Drawing to Understand Composition 2nd Quarter

Your job is to sketch the important compositional elements and key figures of both artworks.

Now the key word here is SKETCH.  This is not to be a perfect copy, nor it is not to be a perfect forgery that captures every nuance; it is to be a quick little drawing.

Really, don’t spend more than five minutes on each drawing.  I am talking to you, “AP-Studio-Art-Student-and-Obsessive-Compulsive-Drawer.”  Seriously, don’t go crazy with this.

What I Am Looking For

I am not looking for realism, proportion, anatomy, shading, or any of those things.  I only want to see the important elements and where they reside in the picture.  Treat this like a tableaux vivant:  decide what is important in the picture and then show me that.

What I want to see are stick figures and sausage people lined up in relatively the right place on the page.  I want to know where the light is coming from.  I want to know where the implied lines are leading my eye.  I want to know where the horizon line might be.

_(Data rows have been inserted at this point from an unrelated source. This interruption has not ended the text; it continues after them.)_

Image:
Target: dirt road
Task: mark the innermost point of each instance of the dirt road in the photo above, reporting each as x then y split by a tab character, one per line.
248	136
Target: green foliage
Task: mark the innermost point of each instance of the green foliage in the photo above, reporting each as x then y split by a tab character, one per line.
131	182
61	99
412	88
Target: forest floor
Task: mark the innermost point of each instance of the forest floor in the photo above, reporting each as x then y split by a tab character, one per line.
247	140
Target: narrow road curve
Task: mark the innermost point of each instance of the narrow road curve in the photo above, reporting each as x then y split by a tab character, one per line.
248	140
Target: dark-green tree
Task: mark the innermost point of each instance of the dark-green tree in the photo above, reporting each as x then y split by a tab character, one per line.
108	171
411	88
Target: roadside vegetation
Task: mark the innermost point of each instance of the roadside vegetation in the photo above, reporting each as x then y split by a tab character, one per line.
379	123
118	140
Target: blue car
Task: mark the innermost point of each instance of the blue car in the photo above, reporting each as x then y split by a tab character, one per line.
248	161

I will be grading this not on artistic skill nor aesthetics.  I will be grading on how well it replicates the important elements of the work.

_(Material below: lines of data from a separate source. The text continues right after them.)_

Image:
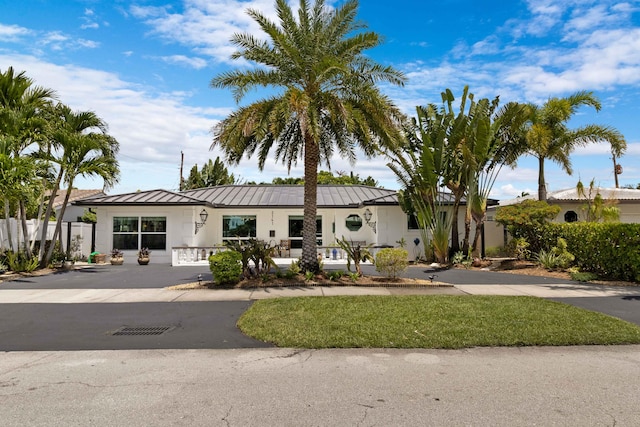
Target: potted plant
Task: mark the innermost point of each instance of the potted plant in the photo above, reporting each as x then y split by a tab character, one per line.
117	257
57	259
143	256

…and I have one more question.

After you have sketched both images, and figured out all of the key elements, I want you to tell me:

How are these two images similar compositionally?



Materials List

  • The sketch can be done on notebook paper or any other similar material
  • A normal #2 pencil will do the job just fine
  • Whatever you draw… take a picture of it and send me that picture

What I Hope This Accomplishes For You

This exercise is like a tableaux vivant:  it is designed to help you pay attention to what is important in a work of art.  By taking the time to quickly sketch out a complex work, we can break it down and see all of its components.

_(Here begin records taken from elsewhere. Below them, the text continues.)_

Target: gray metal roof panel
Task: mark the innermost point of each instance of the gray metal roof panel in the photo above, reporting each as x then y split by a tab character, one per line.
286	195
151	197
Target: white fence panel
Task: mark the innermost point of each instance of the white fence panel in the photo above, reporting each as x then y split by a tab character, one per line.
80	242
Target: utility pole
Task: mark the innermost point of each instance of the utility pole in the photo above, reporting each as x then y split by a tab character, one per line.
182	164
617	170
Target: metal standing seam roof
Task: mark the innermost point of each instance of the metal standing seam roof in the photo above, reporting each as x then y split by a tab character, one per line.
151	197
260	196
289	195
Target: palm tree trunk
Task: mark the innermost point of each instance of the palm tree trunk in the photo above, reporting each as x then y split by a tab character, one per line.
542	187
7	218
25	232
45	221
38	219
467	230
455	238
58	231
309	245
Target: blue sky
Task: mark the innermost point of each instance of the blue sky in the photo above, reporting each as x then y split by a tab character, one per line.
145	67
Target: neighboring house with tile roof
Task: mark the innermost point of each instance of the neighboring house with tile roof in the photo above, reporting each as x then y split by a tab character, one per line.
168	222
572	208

It is also my hope that this will become a tool for you to use on tests, when taking notes, or anytime you are wanting to investigate a work of art.  Taking five minutes to quickly sketch your first impressions can do a lot to inform you about the work.

How You are Turning In Your Work

As you know, I don’t want posters, glitter, and feathers.  For this assignment, once you have completed your sketch, photograph it and send me that photo.  You may email the photo, email me a link to the photo, or bring it in on a portable drive.  If you absolutely must, I will take a physical photo.

I will not grade an image on a phone.

Turning in Work Electronically

You are most likely giving me some sort of file.  To make things easier, and to ensure that you receive credit for your work, be sure to include your name in the file name, like this:

Names in File Names Example

Photos of your sketches are due Tuesday 12/1/15,  by 11 p.m. This is a formative grade.